L'intrigue des Versets tournoie autour de Saladin Chamcha et Gibreel Farishta, deux immigrés indiens, tous deux projetés en Angleterre à la suite d'un crash d'avion - tournoie et non tourne car dans le récit de Rushdie il est dur de ne pas se perdre entre les différents récits (récits premiers, récits enchâssés) et les différents modes narratifs : le réel, le rêve, le rêve du rêve, l'analyse du rêve du rêve qui devient réel (ou bien rêve encore ?).
D'emblée lancé dans un récit onirique - Chamcha devenant bouc, Gibreel devenant ange - Les Versets sataniques déploient de nombreuses lignes réflexives qui se superposent à l'invraisemblance de la fiction. C'est entre deux rêves, entre deux transformations fantastiques et deux transpositions dans un Orient médiéval fantasmé que les idées et les réflexions s'insèrent. L'exil et sa dimension existentielle - comment s'intégrer dans une société bâtie à rebours de sa société d'origine ? comment dresser un pont entre son identité passée et son identité "immigrée" ? est-il possible de concilier ses deux identités dans une identité neuve, heureuse, sans conflit ? - sont particulièrement questionnés tout au long du roman ; questionnés et non traités car il va sans dire que dans un roman onirique tel que celui-ci, il ne sera évidemment pas apporté de réponses tranchées aux interrogations soulevées aussi bien par un narrateur bavard que par les personnages eux-mêmes.
Il en est de même de toutes les questions relatives à la morale, au bien et au mal, questions particulièrement incarnées par les métamorphoses de Gibreel en ange et de Chamcha en bouc, tous deux suivant des trajectoires éminemment opposées : si l'un rêve de Mahound, transposition métaphorique et romanesque du prophète Mahomet, l'autre devient l'objet d'un culte dans les quartiers immigrés de Londres - l'ange luttant avec le prophète et le bouc adoré dans des cultes pseudo-satanistes, voici sur quelles bases se fondent les réflexions morales des Versets : une réflexion métaphorique et onirique particulièrement dense qui ne pourrait être extraite du roman sans perdre toute substance et toute profondeur.
Car, et c'est à mon sens tout l'intérêt des Versets, l'œuvre se fait la porte-parole d'une conception du roman qui prévaut depuis Rabelais : le roman comme suspension de tout jugement moral. La vérité des Versets n'est pas politique ou religieuse. Il ne s'agit pas - comme se sont empressés de faire aussi bien ses détracteurs que certains de ses défenseurs - d'oser porter un regard ironique ou moqueur sur une religion quelconque.
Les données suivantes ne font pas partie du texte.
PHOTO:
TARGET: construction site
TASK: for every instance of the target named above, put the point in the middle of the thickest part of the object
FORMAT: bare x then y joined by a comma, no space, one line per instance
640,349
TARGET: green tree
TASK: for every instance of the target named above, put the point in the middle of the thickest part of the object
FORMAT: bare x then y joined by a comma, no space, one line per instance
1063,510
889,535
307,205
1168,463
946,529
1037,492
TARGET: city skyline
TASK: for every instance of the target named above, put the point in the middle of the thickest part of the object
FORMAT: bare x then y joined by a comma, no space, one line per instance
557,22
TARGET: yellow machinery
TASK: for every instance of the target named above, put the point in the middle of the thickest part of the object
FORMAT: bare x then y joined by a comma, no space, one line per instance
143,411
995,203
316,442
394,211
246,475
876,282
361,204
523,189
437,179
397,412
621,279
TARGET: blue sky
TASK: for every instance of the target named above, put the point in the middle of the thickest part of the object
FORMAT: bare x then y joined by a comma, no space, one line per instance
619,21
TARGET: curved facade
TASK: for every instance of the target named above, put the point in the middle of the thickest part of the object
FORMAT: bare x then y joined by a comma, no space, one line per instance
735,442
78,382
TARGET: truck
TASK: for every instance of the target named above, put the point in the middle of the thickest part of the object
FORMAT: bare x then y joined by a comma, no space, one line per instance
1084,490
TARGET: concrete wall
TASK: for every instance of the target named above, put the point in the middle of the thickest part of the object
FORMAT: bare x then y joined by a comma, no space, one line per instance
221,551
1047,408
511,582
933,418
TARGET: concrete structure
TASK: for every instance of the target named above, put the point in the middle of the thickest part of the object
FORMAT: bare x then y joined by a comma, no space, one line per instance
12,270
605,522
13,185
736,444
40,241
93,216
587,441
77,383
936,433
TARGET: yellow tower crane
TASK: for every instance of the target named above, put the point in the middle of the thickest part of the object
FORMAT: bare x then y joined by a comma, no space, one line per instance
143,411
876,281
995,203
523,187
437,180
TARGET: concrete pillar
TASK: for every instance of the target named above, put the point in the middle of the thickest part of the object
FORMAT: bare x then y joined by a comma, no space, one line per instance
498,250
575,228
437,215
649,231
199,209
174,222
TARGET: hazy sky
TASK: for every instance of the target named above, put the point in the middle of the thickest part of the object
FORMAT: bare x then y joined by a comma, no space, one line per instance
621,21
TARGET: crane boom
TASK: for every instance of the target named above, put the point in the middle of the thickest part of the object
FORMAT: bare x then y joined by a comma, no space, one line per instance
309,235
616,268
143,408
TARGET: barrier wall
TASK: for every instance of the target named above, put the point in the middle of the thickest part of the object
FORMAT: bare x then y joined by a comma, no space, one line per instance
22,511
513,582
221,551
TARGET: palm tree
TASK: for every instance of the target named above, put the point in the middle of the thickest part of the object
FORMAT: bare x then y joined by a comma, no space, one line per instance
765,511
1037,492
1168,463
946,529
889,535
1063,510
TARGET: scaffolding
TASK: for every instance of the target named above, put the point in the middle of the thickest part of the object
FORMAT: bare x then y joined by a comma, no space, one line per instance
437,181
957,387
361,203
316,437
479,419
Il s'agit uniquement de mêler, à l'instar de l'orchestration à l'œuvre dans un rêve, les époques et les personnages, l'humour et le sérieux, la farce et la tragédie, l'image et l'idée, en somme, d'exploiter les possibilités offertes par le roman pour porter à son paroxysme la relativité comme valeur suprême du roman : relativité du récit, relativité de l'identité, relativité des valeurs, relativité du réel.
En somme, Les Versets sataniques ne sont que l'illustration des possibilités du récit onirique comme figure de la relativité romanesque qui peine depuis toujours à s'imposer face aux partisans d'un réalisme (qu'il soit politique, idéologique, religieux et littéraire) qui ne peut souffrir le rêve.